Classifications of code smell
Bloaters
Make codebase bigger than necessary,usually impact code slowly over time
Object-Orientation Abusers
Break polymorphism, create inappropriate tight coupling
Change Preventers
if you need to change something in one place in your code, you have to make many changes in other places too.
Dispensables
is something pointless and unneeded whose absence would make the code cleaner,provide little or no value,can be safely removed with little/no effort.
Couplers
All the smells in this group contribute to excessive coupling between classes,
Tie unrelated part of the system together.
Obfuscators
Confuse the reader ,hide intent,impede clear communication.
Statement code smells and refactorings
Smell: Primitive Obsession(Bloater)
Overuse of primitives, instead of better abstractions or data structures
What is problem with primitives ?
- Difficult to clarify the intent of the code . You don’t Know what 7 is mean and 4.
- They are very general you can pass any value.
Refactoring Statement Primitive Obsession
Introduce Named Variable
Use Named Arguments
Replace Primitive with constant
Replace Primitive with Enums
Smell: Vertical Separation(Obfuscator)
Define, assign, and use variables and functions near where they are used, Avoid forcing the reader to scroll.

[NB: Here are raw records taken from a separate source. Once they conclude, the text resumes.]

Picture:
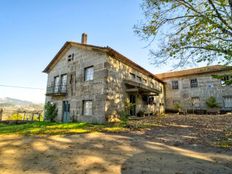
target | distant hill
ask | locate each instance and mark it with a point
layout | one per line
(7, 101)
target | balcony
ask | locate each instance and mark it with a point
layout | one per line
(56, 90)
(135, 86)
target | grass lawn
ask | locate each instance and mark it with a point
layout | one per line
(40, 128)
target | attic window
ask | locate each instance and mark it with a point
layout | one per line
(70, 57)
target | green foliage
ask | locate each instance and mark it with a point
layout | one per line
(188, 31)
(211, 102)
(140, 113)
(50, 111)
(177, 106)
(51, 128)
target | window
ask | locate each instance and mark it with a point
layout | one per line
(139, 79)
(63, 82)
(224, 79)
(227, 101)
(89, 73)
(193, 83)
(175, 84)
(144, 80)
(70, 57)
(87, 107)
(196, 101)
(56, 83)
(152, 85)
(132, 76)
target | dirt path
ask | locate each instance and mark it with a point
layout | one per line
(105, 153)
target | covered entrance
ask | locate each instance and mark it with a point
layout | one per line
(133, 105)
(66, 112)
(141, 98)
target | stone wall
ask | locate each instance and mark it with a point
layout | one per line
(78, 89)
(116, 89)
(207, 86)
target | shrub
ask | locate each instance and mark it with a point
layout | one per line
(50, 111)
(140, 113)
(211, 102)
(177, 106)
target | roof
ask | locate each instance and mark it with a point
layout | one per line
(111, 52)
(194, 71)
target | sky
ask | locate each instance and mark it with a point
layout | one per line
(32, 32)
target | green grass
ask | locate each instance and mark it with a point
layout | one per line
(43, 128)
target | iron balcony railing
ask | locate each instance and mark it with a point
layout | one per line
(57, 90)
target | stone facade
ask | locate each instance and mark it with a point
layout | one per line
(194, 98)
(117, 95)
(107, 89)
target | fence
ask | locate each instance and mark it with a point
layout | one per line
(22, 115)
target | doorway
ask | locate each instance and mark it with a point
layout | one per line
(66, 112)
(133, 105)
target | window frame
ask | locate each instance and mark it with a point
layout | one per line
(63, 86)
(224, 103)
(84, 102)
(194, 103)
(139, 79)
(132, 76)
(175, 84)
(56, 83)
(86, 75)
(193, 84)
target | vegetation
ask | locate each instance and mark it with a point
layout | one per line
(178, 107)
(50, 111)
(189, 31)
(211, 102)
(51, 128)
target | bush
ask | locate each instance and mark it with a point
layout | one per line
(140, 113)
(50, 111)
(211, 102)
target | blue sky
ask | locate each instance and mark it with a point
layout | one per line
(32, 32)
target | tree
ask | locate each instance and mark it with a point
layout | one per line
(50, 111)
(190, 30)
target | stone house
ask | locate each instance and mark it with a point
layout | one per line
(92, 84)
(191, 88)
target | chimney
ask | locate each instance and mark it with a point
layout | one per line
(84, 38)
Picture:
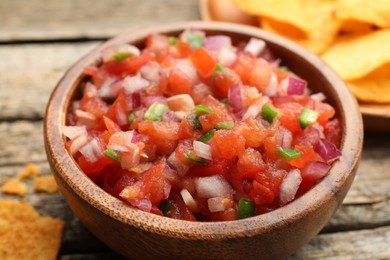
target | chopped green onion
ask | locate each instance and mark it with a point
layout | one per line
(246, 208)
(289, 153)
(173, 41)
(207, 136)
(307, 117)
(165, 206)
(122, 56)
(269, 112)
(194, 121)
(194, 39)
(113, 155)
(203, 110)
(131, 117)
(155, 111)
(192, 157)
(225, 101)
(224, 125)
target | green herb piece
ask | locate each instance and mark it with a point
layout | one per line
(131, 117)
(194, 39)
(155, 111)
(113, 155)
(192, 157)
(207, 136)
(289, 153)
(119, 56)
(224, 125)
(173, 41)
(194, 121)
(203, 110)
(269, 112)
(307, 117)
(246, 208)
(165, 206)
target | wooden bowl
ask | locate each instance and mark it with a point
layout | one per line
(137, 234)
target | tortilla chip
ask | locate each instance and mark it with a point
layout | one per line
(371, 12)
(25, 234)
(14, 187)
(30, 171)
(375, 87)
(45, 184)
(355, 57)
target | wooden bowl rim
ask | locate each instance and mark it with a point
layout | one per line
(326, 190)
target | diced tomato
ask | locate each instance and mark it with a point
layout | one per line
(222, 81)
(250, 163)
(203, 62)
(227, 144)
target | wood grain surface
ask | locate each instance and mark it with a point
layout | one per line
(51, 35)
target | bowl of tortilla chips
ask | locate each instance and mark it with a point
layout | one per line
(352, 36)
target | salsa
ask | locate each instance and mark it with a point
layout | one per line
(195, 128)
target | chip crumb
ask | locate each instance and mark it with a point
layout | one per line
(45, 184)
(30, 171)
(27, 235)
(14, 186)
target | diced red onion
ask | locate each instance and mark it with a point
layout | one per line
(218, 204)
(255, 46)
(296, 86)
(189, 200)
(226, 57)
(177, 165)
(202, 150)
(133, 84)
(235, 98)
(327, 150)
(182, 102)
(271, 89)
(314, 170)
(92, 151)
(289, 186)
(121, 115)
(74, 131)
(212, 186)
(216, 42)
(121, 141)
(149, 100)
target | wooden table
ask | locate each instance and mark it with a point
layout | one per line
(40, 39)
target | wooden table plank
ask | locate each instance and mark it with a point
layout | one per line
(25, 20)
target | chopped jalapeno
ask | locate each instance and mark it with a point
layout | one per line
(203, 110)
(289, 153)
(207, 136)
(165, 206)
(246, 208)
(194, 39)
(307, 117)
(191, 156)
(224, 125)
(122, 56)
(269, 112)
(155, 111)
(113, 155)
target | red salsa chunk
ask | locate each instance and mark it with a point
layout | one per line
(195, 128)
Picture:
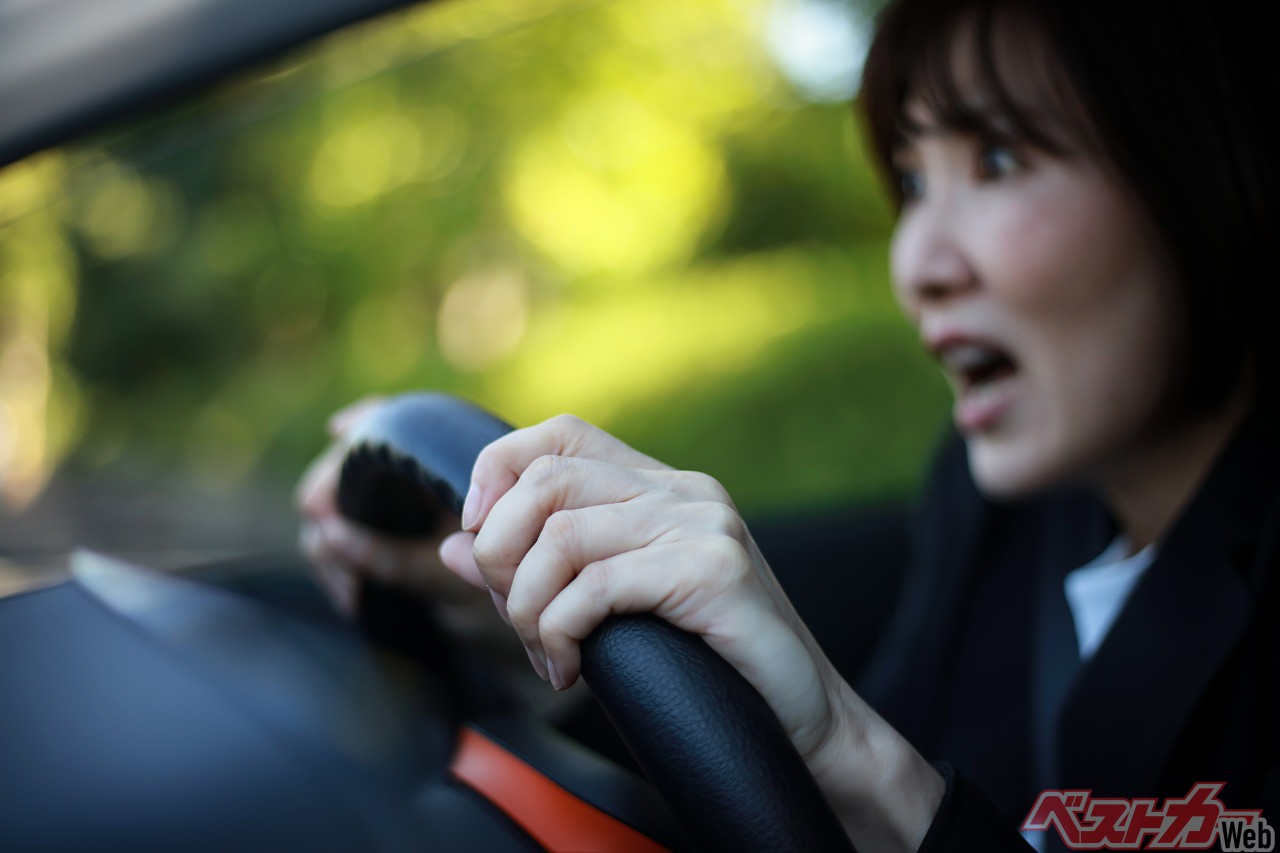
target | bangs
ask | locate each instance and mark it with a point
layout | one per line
(982, 68)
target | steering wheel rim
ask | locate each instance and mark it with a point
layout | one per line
(704, 737)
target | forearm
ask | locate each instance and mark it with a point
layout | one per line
(883, 792)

Smell: Inconsistency(Obfuscator)
Be consistent in your naming, formatting, and usage patterns within your application.
Smell: Poor Names(Obfuscator)
Naming things has often been cited as one of the hardest problems in computer science. Use descriptive names and avoid encodings where possible.
Descriptive Names
Abstraction Level
In this example you expected that order get from file what if behavior change and order get from Database or anything else.
Follow Standards and conventions
Unambiguous
Long Names for Long Scopes (And vice versa)
Avoid Encodings
Smell: Switch Statments(Object-Orientation Abuser)
switch statements, and complex if-else chains, may indicate a lack of proper use of object-oriented design.One switch in your codebase on particular value is probably fine,when you duplicate them that it’s a code smell
Smell: Duplicate Code(Disposable)
Duplication is the root of all software evil.Follow the Don’t Repeat yourself principle and avoid repetition in your code when possible.
Smell:Dead Code(Disposable)
Get rid of useless code that is never executed. it’s not adding value.it’s only adding weight to the codebase it’s a distraction.bury it.
Smell: Hidden Temporal Coupling(coupler)
Certain operations must be called in a certain sequence, or the won’t work.
imagine you prepare pizza some steps you must to follow to make pizza like this.
you can use Template Method Design Pattern
Later will discuss method-code-smells and class-code-smells in another story ,I don’t like to make story too long.